Juste un petit message pour offrir de l’aide au besoin.
« Je regardais ta timeline et ça n’a vraiment pas l’air de bien aller. As-tu envie qu’on en parle? »
On pourrait fournir à l’escouade un accès simplifié aux adresses IP. Leur permettre un appel téléphonique à la maison pour quelques questions sur leur santé mentale. Évidemment, la chaleur humaine serait déterminante.
Dès le premier contact, ça pourrait provoquer une prise de conscience d’où ils en sont rendus. Le lundi suivant autour de la machine à café : « Crime, je me suis fait approcher par une psy en fin de semaine parce que je disais trop de niaiseries sur TikTok. J’ai pogné d’quoi. »
Trop souvent, les gens en détresse n’ont pas le recul nécessaire pour aller consulter par eux-mêmes. Les plus vieilles générations trainent aussi un tabou où ils n’ont pas encore normalisé l’idée d’aller consulter afin d’arriver à mieux se gérer eux-mêmes. Évidemment, personne ne peut être contraint à consulter et ce n’est pas souhaitable non plus, mais simplement offrir la chance d’être suivi pour quelques rencontres en visio, c’est un investissement qui ne peut qu’être payant.
Bien que je sois persuadé qu’un investissement public serait judicieux, on pourrait aussi ajouter des options de sociofinancement. Par exemple, on pourrait ajouter des invitations à contribuer directement dans les sections de commentaires.
« Cette section de commentaire était tellement désastreuse que j’ai donné cent dollars. »
« Voici un petit vingt dollars pour me redonner confiance en l’humanité. »
Quand ton commentaire est rendu à 400 piastres de récolté en dons, tu n’as plus trop le choix de te poser quelques questions.
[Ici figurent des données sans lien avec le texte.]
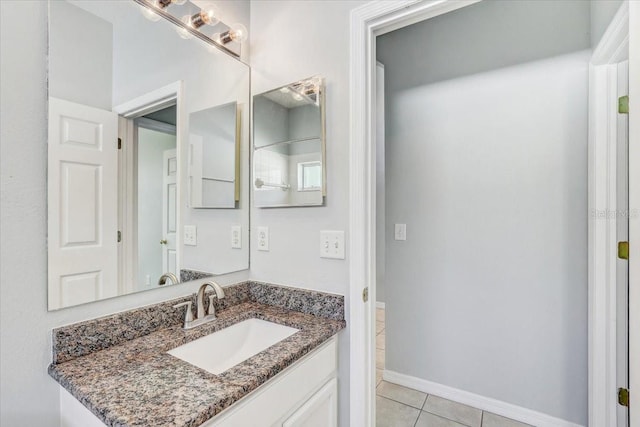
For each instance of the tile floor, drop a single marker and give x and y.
(398, 406)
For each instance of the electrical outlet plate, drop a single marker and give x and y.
(236, 237)
(190, 235)
(263, 238)
(332, 244)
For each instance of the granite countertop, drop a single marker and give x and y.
(137, 383)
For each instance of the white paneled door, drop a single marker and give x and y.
(169, 211)
(82, 203)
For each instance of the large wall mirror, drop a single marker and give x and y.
(289, 145)
(148, 147)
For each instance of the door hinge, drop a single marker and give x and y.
(623, 250)
(623, 105)
(623, 397)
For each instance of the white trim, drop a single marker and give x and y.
(367, 21)
(498, 407)
(158, 126)
(602, 257)
(171, 94)
(613, 47)
(150, 102)
(634, 206)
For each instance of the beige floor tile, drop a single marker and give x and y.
(430, 420)
(402, 394)
(493, 420)
(380, 339)
(454, 411)
(393, 414)
(379, 359)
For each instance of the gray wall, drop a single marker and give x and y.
(486, 146)
(602, 11)
(28, 396)
(81, 46)
(381, 240)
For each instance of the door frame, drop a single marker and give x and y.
(367, 22)
(634, 206)
(135, 108)
(376, 18)
(603, 147)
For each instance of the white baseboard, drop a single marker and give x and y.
(488, 404)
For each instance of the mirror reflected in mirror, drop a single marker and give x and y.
(289, 145)
(126, 96)
(213, 157)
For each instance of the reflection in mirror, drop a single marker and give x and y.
(213, 154)
(122, 93)
(156, 171)
(289, 145)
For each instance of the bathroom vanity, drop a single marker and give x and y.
(118, 371)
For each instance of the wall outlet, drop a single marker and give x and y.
(190, 235)
(236, 237)
(263, 238)
(332, 244)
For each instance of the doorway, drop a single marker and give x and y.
(366, 23)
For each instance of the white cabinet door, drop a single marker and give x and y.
(321, 410)
(82, 203)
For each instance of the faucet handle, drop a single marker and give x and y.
(212, 309)
(188, 315)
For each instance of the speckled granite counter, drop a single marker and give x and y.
(132, 381)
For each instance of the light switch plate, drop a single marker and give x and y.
(332, 244)
(263, 238)
(236, 237)
(190, 235)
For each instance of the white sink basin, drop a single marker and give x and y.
(226, 348)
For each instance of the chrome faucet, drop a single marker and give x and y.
(200, 299)
(201, 317)
(163, 279)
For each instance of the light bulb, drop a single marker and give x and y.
(149, 13)
(208, 16)
(183, 32)
(237, 33)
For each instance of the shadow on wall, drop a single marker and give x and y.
(483, 37)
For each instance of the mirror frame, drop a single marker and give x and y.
(319, 82)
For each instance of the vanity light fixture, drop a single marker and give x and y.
(204, 17)
(191, 25)
(150, 13)
(236, 33)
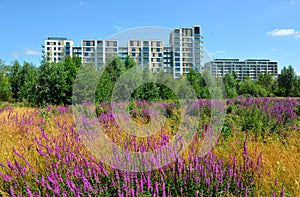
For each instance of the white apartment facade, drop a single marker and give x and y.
(55, 49)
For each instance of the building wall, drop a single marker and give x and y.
(250, 67)
(182, 54)
(55, 49)
(97, 51)
(186, 44)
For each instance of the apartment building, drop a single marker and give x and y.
(148, 53)
(249, 67)
(186, 45)
(182, 53)
(55, 49)
(97, 51)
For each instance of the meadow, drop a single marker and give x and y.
(257, 153)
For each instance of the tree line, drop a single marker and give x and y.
(52, 83)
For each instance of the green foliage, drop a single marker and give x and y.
(252, 88)
(287, 81)
(5, 90)
(85, 83)
(111, 73)
(267, 81)
(51, 84)
(230, 85)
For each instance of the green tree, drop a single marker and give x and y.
(51, 86)
(28, 76)
(287, 81)
(251, 87)
(230, 85)
(111, 73)
(15, 79)
(71, 66)
(5, 90)
(267, 81)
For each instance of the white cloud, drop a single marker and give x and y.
(220, 51)
(276, 49)
(284, 32)
(31, 52)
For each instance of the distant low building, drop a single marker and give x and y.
(249, 67)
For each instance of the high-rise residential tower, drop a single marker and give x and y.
(55, 49)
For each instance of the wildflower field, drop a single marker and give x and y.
(257, 153)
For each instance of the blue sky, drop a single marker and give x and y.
(268, 29)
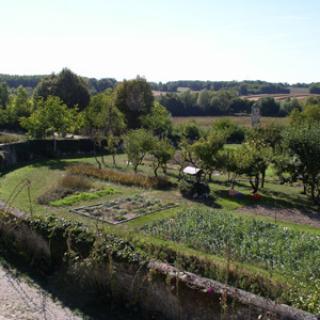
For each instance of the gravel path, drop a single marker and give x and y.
(23, 300)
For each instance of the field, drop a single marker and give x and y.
(206, 122)
(227, 233)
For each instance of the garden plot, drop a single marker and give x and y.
(123, 209)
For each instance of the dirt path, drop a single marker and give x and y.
(307, 217)
(24, 300)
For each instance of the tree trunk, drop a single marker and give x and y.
(114, 160)
(255, 184)
(263, 176)
(156, 170)
(95, 155)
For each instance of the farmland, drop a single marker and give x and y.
(207, 122)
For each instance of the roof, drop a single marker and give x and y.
(191, 170)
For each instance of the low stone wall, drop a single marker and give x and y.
(23, 152)
(160, 290)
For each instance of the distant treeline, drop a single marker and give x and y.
(94, 85)
(223, 102)
(241, 88)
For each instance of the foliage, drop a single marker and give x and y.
(135, 99)
(162, 152)
(205, 103)
(288, 105)
(303, 142)
(268, 107)
(293, 254)
(82, 196)
(51, 116)
(76, 183)
(137, 144)
(4, 94)
(18, 105)
(205, 151)
(67, 185)
(242, 87)
(104, 122)
(315, 88)
(158, 121)
(70, 88)
(234, 133)
(194, 189)
(125, 178)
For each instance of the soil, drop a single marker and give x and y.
(23, 300)
(300, 216)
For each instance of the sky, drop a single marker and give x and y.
(163, 40)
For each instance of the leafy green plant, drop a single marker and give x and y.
(83, 196)
(125, 178)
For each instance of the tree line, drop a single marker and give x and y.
(241, 88)
(223, 102)
(129, 119)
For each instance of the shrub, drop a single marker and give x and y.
(83, 196)
(67, 185)
(192, 189)
(125, 178)
(4, 138)
(75, 182)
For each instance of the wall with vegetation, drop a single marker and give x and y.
(95, 260)
(21, 152)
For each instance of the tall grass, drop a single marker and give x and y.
(125, 178)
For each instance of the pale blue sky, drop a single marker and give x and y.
(163, 40)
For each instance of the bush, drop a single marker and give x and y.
(4, 138)
(125, 178)
(83, 196)
(75, 182)
(67, 185)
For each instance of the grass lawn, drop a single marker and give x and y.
(46, 174)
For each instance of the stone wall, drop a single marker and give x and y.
(12, 154)
(160, 290)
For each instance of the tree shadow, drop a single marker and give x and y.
(91, 304)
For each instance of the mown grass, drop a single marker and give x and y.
(81, 197)
(45, 175)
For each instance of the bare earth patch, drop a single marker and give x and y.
(294, 215)
(22, 300)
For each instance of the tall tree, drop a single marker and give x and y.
(135, 99)
(4, 94)
(158, 121)
(137, 144)
(105, 123)
(70, 88)
(51, 118)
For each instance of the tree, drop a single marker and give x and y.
(19, 105)
(288, 105)
(303, 142)
(162, 152)
(50, 118)
(233, 132)
(135, 99)
(104, 122)
(315, 88)
(205, 151)
(255, 161)
(4, 94)
(137, 144)
(70, 88)
(268, 106)
(158, 121)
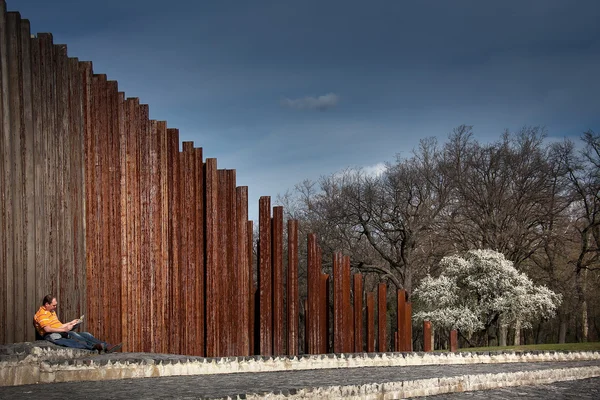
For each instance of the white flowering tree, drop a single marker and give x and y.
(479, 290)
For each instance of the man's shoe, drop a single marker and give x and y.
(111, 348)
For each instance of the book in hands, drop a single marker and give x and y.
(79, 321)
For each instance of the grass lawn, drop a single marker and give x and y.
(543, 347)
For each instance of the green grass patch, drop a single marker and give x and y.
(590, 346)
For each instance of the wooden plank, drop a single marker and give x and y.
(5, 179)
(313, 296)
(402, 332)
(116, 260)
(155, 204)
(200, 293)
(245, 272)
(77, 151)
(265, 275)
(16, 290)
(408, 323)
(348, 331)
(164, 191)
(64, 274)
(279, 341)
(223, 272)
(338, 304)
(90, 195)
(212, 258)
(427, 342)
(324, 320)
(136, 209)
(186, 162)
(292, 289)
(231, 278)
(382, 317)
(253, 290)
(358, 313)
(29, 199)
(146, 271)
(175, 324)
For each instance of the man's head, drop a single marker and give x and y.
(49, 302)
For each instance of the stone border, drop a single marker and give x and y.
(47, 365)
(434, 386)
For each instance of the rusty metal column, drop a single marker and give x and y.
(211, 216)
(265, 274)
(292, 288)
(338, 304)
(313, 297)
(358, 314)
(381, 317)
(371, 322)
(427, 343)
(279, 341)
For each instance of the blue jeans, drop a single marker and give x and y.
(82, 340)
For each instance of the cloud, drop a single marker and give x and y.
(375, 170)
(321, 103)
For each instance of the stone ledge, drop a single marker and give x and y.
(47, 364)
(434, 386)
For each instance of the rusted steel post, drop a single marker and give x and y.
(338, 304)
(314, 278)
(279, 341)
(324, 321)
(292, 288)
(370, 322)
(244, 286)
(358, 313)
(265, 277)
(347, 331)
(252, 295)
(453, 340)
(408, 325)
(402, 331)
(427, 345)
(382, 317)
(211, 216)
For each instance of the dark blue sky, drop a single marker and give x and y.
(288, 90)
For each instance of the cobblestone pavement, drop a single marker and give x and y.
(211, 386)
(581, 389)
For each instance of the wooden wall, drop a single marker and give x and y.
(100, 206)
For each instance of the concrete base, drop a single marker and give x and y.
(43, 362)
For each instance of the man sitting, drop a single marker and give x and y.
(50, 328)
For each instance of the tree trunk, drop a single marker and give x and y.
(517, 341)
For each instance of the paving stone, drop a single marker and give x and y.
(585, 389)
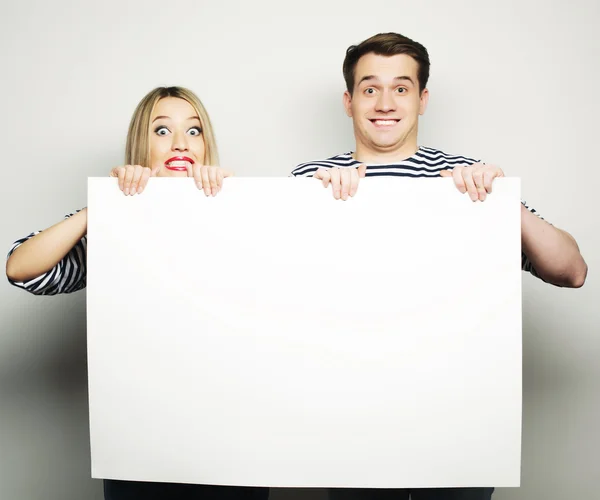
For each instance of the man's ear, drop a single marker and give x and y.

Ce qu’on doit réaliser collectivement, c’est que tous ces gens désagréables qu’on finit par bloquer, ils ne disparaissent pas pour autant. On continue de les trainer au quotidien. Ils continuent de ramer à contrecourant. Chaque personne qui arrive à retrouver sa santé mentale représente un gain déterminant.
Bien sûr, ma mesure est très locale. On ne va pas régler le problème d’un homophobe brésilien ou d’un crinqué religieux de la Corée du Nord. On continuera d’être de plus en plus assiégé par des bots qui tenteront d’influencer le débat public. Mais si on en vient à avoir d’obtenir de bons résultats, ça pourra faire des petits un peu partout sur la planète.
Pour le moment, c’est un peu la métaphore de l’avion qui s’écroule avec tous les masques d’oxygène qui sortent. On doit commencer par mettre notre masque avant d’aller aider les autres à mettre le leur. Sinon, on passe out et on n’aide personne.
Ce sont des idées surtout bonnes à démontrer votre bonne volonté à vouloir changer le monde. Des gens malades il y en a toujours eu. Ça m'affecte beaucoup aussi. Mais force est de constater que leur motivation à changer doit être intrinsèque afin qu'il y ait du changement durable. Et il semble que la souffrance doit être suffisamment grande pour qu'ils franchissent le pas vers un renouveau ! De notre côté, impuissants, on peut tenter d'aider encore, mais on s'épuise si nous le faisons en mode sauveur., Régler la maladie mentale passagère ou persistante me semble être une utopie, surtout la face rivé sur nos écrans. Pour notre propre santé, suffit de déconnecter. D'y être exposé à petites doses seulement. Enfin, je parle pour moi.